Audi wird den Wagen wohl langsamer anlaufen lassen als einen A3, denn die Fertigung ist komplex, die Ausstattungsvielfalt verwirrend, der Qualitätsanspruch hoch. Außerdem spielt der Q7 die Vorreiterrolle für die neuen Full-Size-SUVs des Konzerns, die in Bratislava gebaut werden: Audi, Bentley, Lamborghini, Porsche und VW wollen bis zu 230 000 Einheiten pro Jahr erreichen. Audi und Bentley setzen auf den langen Radstand mit mehr Kopf- und Beinfreiheit, einer optionalen dritten Sitzreihe für mittelgroße Passagiere und 890 Liter Kofferraumvolumen.

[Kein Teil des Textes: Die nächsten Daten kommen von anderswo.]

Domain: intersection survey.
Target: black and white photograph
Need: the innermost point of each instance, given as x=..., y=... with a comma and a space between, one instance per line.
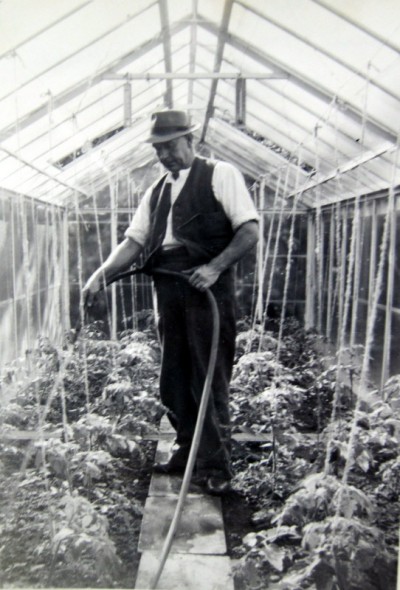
x=200, y=294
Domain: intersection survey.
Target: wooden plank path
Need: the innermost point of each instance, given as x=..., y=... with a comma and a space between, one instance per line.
x=198, y=559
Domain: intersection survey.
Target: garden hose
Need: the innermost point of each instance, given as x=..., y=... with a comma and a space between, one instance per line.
x=200, y=417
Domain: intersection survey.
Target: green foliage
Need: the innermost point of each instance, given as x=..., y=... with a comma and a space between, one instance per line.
x=82, y=538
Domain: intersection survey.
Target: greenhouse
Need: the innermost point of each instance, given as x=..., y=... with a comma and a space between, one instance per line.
x=300, y=101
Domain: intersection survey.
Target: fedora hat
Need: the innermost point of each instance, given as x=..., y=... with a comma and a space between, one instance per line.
x=167, y=125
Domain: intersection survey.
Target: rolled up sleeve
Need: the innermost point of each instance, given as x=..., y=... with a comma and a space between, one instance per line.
x=231, y=191
x=139, y=228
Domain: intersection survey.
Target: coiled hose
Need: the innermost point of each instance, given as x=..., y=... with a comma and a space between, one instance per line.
x=200, y=417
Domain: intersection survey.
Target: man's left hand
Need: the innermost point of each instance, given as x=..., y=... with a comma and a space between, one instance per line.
x=202, y=277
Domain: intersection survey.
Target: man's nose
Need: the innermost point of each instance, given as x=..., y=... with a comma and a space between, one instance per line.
x=162, y=152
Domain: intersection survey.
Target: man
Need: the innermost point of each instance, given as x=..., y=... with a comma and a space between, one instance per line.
x=197, y=219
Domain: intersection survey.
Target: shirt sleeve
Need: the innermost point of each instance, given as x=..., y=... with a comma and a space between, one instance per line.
x=231, y=191
x=139, y=228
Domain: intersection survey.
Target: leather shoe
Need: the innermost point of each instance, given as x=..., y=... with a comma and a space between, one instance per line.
x=169, y=468
x=217, y=486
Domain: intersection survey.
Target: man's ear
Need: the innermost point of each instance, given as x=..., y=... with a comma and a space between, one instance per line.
x=189, y=138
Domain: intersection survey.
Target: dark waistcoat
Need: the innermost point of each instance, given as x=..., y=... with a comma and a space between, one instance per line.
x=199, y=221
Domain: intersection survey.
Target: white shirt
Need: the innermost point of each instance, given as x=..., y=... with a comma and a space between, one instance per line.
x=229, y=189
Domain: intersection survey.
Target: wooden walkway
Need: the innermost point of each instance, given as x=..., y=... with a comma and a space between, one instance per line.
x=198, y=559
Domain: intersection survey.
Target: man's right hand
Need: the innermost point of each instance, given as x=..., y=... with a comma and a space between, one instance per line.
x=94, y=285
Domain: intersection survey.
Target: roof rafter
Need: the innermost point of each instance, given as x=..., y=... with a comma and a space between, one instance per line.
x=46, y=28
x=222, y=36
x=317, y=48
x=348, y=167
x=193, y=46
x=81, y=86
x=364, y=29
x=301, y=82
x=302, y=105
x=74, y=54
x=166, y=36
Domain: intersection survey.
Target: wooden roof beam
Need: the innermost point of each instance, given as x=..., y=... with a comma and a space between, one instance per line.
x=316, y=48
x=303, y=83
x=82, y=86
x=166, y=37
x=222, y=36
x=193, y=46
x=365, y=30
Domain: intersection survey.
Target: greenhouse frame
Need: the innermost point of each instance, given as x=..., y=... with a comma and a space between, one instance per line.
x=302, y=96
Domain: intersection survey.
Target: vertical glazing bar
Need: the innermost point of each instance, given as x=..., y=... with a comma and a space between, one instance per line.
x=113, y=221
x=309, y=319
x=329, y=305
x=260, y=252
x=389, y=292
x=64, y=260
x=357, y=271
x=373, y=253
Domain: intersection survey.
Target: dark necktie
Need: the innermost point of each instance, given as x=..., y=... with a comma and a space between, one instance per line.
x=162, y=211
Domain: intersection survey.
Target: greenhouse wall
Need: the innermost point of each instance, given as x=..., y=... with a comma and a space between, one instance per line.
x=357, y=279
x=33, y=300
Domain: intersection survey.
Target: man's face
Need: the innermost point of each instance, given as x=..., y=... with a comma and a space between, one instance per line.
x=175, y=154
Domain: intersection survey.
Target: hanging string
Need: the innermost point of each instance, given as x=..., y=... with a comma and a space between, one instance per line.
x=269, y=240
x=27, y=270
x=371, y=323
x=357, y=278
x=293, y=220
x=342, y=335
x=277, y=242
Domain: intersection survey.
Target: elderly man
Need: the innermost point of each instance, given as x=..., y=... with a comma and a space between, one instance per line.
x=198, y=219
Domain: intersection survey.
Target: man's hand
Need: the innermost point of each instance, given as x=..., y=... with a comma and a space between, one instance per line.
x=93, y=286
x=202, y=277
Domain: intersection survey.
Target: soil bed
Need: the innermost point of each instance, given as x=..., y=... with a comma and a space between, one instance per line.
x=72, y=498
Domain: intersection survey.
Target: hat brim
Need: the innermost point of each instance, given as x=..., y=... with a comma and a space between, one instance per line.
x=162, y=137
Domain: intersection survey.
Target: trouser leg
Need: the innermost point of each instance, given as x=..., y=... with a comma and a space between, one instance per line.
x=185, y=328
x=175, y=376
x=214, y=449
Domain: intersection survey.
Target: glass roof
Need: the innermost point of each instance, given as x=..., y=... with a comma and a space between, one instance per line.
x=321, y=100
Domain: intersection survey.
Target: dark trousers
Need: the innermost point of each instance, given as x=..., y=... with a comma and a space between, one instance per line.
x=185, y=328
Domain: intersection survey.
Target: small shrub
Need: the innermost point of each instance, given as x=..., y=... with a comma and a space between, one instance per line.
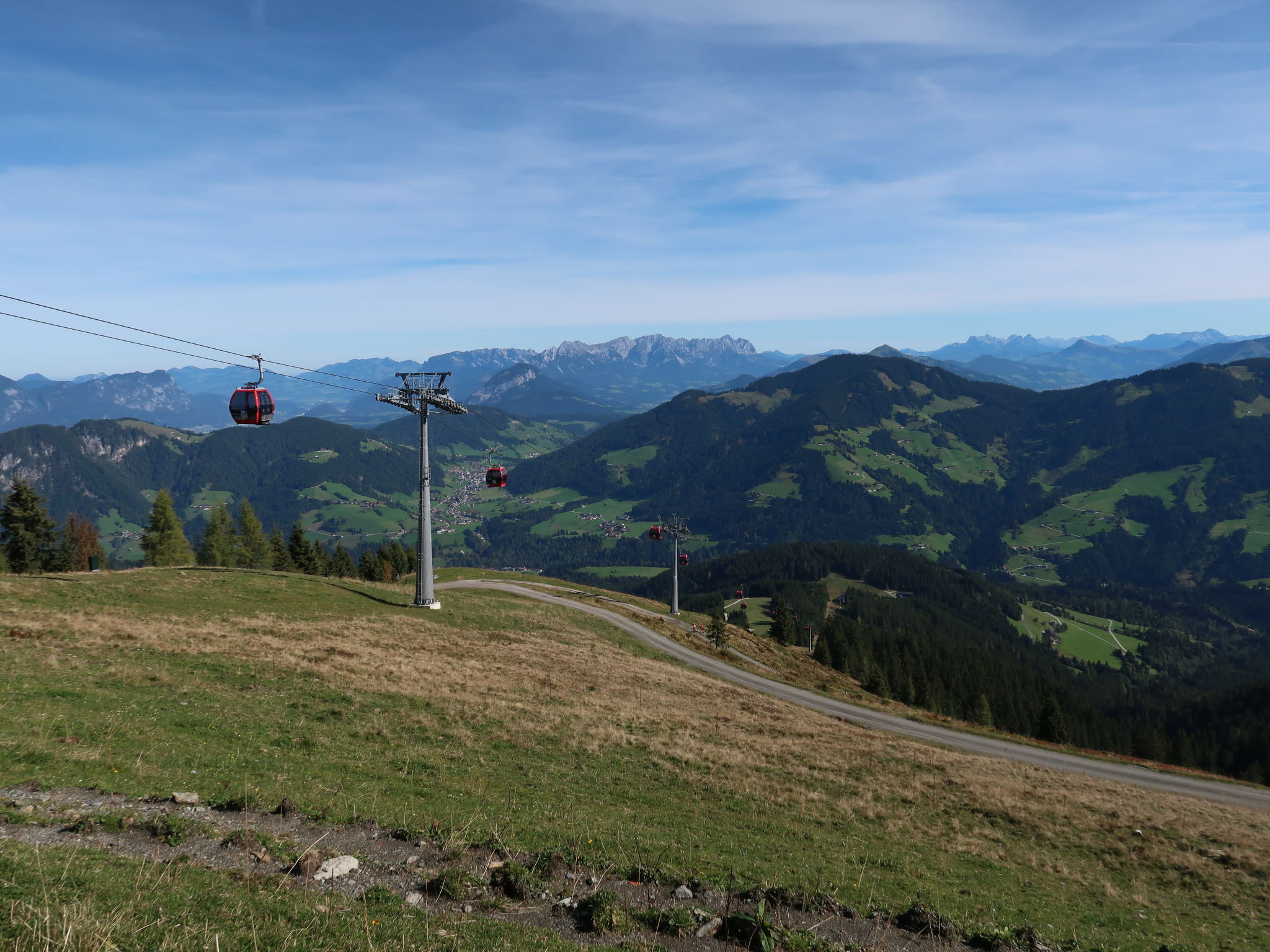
x=455, y=884
x=380, y=896
x=171, y=829
x=671, y=922
x=516, y=880
x=652, y=875
x=602, y=912
x=107, y=823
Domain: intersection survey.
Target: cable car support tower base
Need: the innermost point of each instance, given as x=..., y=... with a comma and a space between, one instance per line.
x=418, y=394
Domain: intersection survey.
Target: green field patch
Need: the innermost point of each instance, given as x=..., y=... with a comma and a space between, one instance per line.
x=630, y=459
x=939, y=405
x=1260, y=407
x=1032, y=569
x=334, y=493
x=784, y=487
x=203, y=501
x=1256, y=522
x=120, y=539
x=588, y=519
x=1088, y=638
x=752, y=398
x=1066, y=526
x=1129, y=391
x=323, y=456
x=624, y=571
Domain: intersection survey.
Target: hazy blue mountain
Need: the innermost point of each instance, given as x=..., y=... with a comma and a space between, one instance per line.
x=35, y=381
x=1227, y=352
x=154, y=397
x=1101, y=362
x=1015, y=347
x=531, y=392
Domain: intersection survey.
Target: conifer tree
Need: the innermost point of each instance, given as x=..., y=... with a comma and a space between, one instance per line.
x=982, y=712
x=25, y=530
x=219, y=545
x=301, y=552
x=342, y=565
x=1052, y=725
x=253, y=544
x=398, y=559
x=718, y=631
x=321, y=559
x=280, y=557
x=783, y=625
x=163, y=541
x=877, y=682
x=370, y=566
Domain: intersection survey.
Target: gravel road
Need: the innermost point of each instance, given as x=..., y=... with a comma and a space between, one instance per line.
x=1215, y=791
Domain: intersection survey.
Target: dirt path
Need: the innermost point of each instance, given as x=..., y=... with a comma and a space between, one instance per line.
x=1214, y=791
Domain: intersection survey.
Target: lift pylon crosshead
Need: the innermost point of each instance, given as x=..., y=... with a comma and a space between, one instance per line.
x=418, y=394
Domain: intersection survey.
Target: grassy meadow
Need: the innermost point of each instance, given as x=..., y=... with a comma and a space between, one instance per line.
x=554, y=731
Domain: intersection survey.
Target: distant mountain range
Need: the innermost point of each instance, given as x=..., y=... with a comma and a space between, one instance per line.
x=1155, y=480
x=582, y=385
x=577, y=381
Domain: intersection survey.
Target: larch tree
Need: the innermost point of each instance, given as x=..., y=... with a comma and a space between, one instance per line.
x=301, y=553
x=163, y=541
x=280, y=558
x=219, y=545
x=27, y=534
x=342, y=565
x=253, y=544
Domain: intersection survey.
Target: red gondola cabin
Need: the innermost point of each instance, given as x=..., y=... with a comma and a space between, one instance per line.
x=252, y=405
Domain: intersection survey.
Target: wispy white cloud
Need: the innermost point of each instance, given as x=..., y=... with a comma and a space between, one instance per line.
x=551, y=168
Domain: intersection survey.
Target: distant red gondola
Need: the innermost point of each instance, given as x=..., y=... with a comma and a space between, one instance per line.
x=253, y=404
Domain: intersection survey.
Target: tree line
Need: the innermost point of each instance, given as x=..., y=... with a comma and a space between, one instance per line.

Der Innenraum des neuen Audi Q7.

Im Innenraum poltert und knistert es noch ein wenig. Die Bedienung hinterlässt einen zwiespältigen Eindruck.

(Foto: WGO)

Es poltert und knistert

Das Interieur wirkt hübsch und edel, die Verarbeitung ist top, und das neue multifunktionale Display dürfte nicht nur der Smartphone-Generation gefallen. Wer mag, kann sich ein ganzes Rudel Assistenzsysteme ins Fahrzeug holen, die uns mit Riesenschritten dem diskutablen Ideal der autonomen Fortbewegung näher bringen. Auch die Konnektivität ist auf der Höhe der Zeit, wobei man sich im Ausland beim Zugriff auf Internetdienste wie Google Maps per Flatrate absichern sollte.

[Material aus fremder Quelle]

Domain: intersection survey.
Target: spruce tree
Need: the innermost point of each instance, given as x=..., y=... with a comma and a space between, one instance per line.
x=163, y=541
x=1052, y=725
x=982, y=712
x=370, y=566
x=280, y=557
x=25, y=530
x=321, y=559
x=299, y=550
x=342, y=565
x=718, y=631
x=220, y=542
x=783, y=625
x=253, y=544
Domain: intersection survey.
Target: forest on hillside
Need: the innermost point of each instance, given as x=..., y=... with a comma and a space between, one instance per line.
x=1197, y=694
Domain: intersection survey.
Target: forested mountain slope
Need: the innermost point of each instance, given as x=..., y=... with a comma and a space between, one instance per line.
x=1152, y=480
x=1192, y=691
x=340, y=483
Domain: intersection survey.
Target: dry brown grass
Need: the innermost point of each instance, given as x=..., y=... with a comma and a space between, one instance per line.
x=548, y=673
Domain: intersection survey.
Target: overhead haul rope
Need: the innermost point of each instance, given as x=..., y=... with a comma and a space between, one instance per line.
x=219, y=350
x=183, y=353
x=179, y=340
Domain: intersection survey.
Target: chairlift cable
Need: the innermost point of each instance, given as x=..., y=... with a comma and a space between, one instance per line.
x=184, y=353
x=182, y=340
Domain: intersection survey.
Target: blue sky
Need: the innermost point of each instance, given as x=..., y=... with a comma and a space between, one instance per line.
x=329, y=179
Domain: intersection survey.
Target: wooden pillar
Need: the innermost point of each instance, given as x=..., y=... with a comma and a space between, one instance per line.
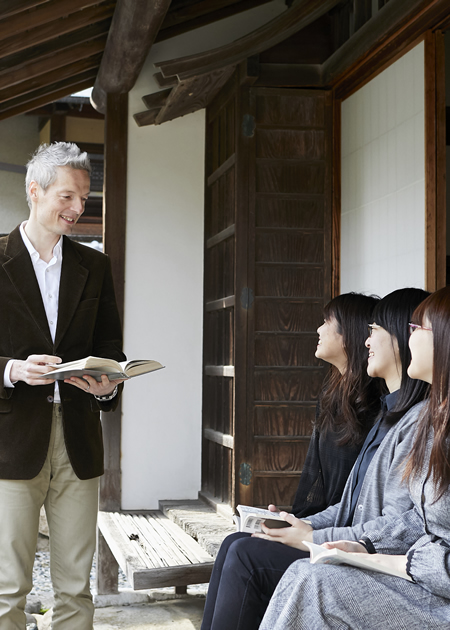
x=114, y=225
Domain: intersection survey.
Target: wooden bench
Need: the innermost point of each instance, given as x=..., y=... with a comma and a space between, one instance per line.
x=152, y=551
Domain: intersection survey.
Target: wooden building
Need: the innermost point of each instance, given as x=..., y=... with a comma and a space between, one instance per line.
x=299, y=148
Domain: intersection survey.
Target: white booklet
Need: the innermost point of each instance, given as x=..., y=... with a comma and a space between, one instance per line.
x=250, y=519
x=321, y=555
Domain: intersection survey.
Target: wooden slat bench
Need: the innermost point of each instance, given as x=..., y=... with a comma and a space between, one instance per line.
x=154, y=552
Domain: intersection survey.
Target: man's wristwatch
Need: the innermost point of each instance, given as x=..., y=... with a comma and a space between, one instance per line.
x=107, y=396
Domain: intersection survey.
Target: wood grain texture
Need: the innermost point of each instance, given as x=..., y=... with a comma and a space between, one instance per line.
x=295, y=419
x=153, y=551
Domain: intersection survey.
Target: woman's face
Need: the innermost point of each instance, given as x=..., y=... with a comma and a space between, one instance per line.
x=384, y=357
x=421, y=346
x=330, y=346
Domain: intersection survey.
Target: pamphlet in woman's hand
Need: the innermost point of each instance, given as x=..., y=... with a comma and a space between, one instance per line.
x=250, y=519
x=322, y=555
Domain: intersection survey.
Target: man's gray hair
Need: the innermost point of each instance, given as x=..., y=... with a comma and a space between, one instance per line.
x=42, y=166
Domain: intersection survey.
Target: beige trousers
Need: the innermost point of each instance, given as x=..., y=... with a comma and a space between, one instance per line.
x=71, y=507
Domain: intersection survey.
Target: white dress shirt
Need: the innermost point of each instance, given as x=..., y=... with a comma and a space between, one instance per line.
x=48, y=276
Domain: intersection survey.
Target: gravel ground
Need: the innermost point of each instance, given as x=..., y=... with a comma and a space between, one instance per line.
x=42, y=584
x=43, y=592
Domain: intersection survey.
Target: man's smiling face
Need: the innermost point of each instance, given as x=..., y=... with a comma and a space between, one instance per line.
x=57, y=210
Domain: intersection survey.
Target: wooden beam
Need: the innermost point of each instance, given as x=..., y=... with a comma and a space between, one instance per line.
x=157, y=99
x=163, y=82
x=43, y=14
x=21, y=107
x=301, y=13
x=394, y=27
x=289, y=75
x=29, y=101
x=193, y=94
x=50, y=31
x=49, y=78
x=183, y=20
x=133, y=30
x=114, y=228
x=52, y=62
x=11, y=7
x=53, y=48
x=72, y=110
x=148, y=117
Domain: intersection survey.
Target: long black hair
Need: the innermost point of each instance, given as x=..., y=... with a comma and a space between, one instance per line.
x=350, y=401
x=393, y=313
x=436, y=414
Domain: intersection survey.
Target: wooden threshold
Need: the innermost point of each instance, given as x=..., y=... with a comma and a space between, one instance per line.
x=153, y=551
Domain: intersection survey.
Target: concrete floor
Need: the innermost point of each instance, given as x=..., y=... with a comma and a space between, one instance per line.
x=179, y=614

Die Bedienung haben wir als zwiespältig empfunden. Der neue Wählhebel liegt zwar gut zur Hand, doch wo früher die Parkposition war, lauert jetzt der Rückwärtsgang. Den P-Drücker im Joystick haben die Audianer ebenso von BMW übernommen wie die acht frei belegbaren Favoritentasten. Das Touchpad auf der Mittelkonsole ist jetzt deutlich größer, der MMI-Drehdrücksteller wurde dafür kleiner und ist nicht mehr so intuitiv zu greifen. Auch das Multifunktionslenkrad und die drei Lenkstockhebel sind in Summe eine Wissenschaft für sich.

Motoren mit 218 bis 408 PS

Audi Q7

Der neue Audi Q7 startet im Sommer zu Preisen ab 61 000 Euro.

(Foto: STG)

Drei Komponenten werten die Fahrleistungen auf: das geringere Gewicht, der kräftigere Diesel und die windschlüpfigere Karosserie (cw-Wert 0,32). Das vermutlich meistverkaufte Modell, der V6 TDI mit 272 PS, wuchtet sich in 6,3 Sekunden von null auf 100 km/h und ist 234 km/h schnell. Der aus dem Vorgänger bekannte 333 PS starke V6-Benziner ist noch etwas spritziger und mit Verbräuchen von 7,7 bis 8,3 Liter trotzdem genügsam. Ebenfalls in Vorbereitung: ein kleiner V6 TDI mit 218 PS, ein Plug-in-Dieselhybrid mit einer Systemleistung von 373 PS und ein SQ7, dessen neu entwickelter 4,0-Liter-V8-TDI stramme 408 PS mobilisiert. Der 252 PS starke 2,0-Liter-Vierzylinder-TFSI wird in Europa zunächst nicht angeboten.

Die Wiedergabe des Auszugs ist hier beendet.